Kabuga, E.; Nandi, D.; Burrell, S.; Dlamini, G.; Balakrishnan, R.; Bah, B.; Durbach, I.

Individual animal identification is essential for wildlife conservation and management, helping to estimate animal abundance and related parameters. We assessed the feasibility of identifying individual field crickets (Plebeiogryllus guttiventris) from their calls using deep learning. In a closed population of known individuals, the best models recognized crickets with up to 99.9% accuracy when trained and tested on calls from the same night, and 63.2% when tested on calls from nights not used in training. When matching pairs of calls, without knowledge of all individuals in the population, models identified pairs of calls from the same night with 97% accuracy, falling to 87.1% if calls were from different nights. Accuracy remained high when tested on individuals not observed during training (within night: 94.1%; across nights 78.8%). Pooling training data across multiple nights improved test accuracy for all models. Deep learning outperformed random forests, particularly on harder tasks, although both were able to discriminate individuals.

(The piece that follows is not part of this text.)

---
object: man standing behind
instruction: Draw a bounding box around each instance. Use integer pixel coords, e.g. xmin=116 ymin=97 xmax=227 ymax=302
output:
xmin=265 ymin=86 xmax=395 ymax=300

Analysis of temperature effects on cricket calling behavior showed that higher temperatures were associated with shorter chirp durations and higher carrier frequencies. However, adjusting spectrograms for chirp duration alone, or for both duration and frequency, did not improve performance. The results are the first to demonstrate AIID using wild recordings of an insect species, and further highlight the potential of deep learning-based AIID for non-invasive monitoring of animal populations.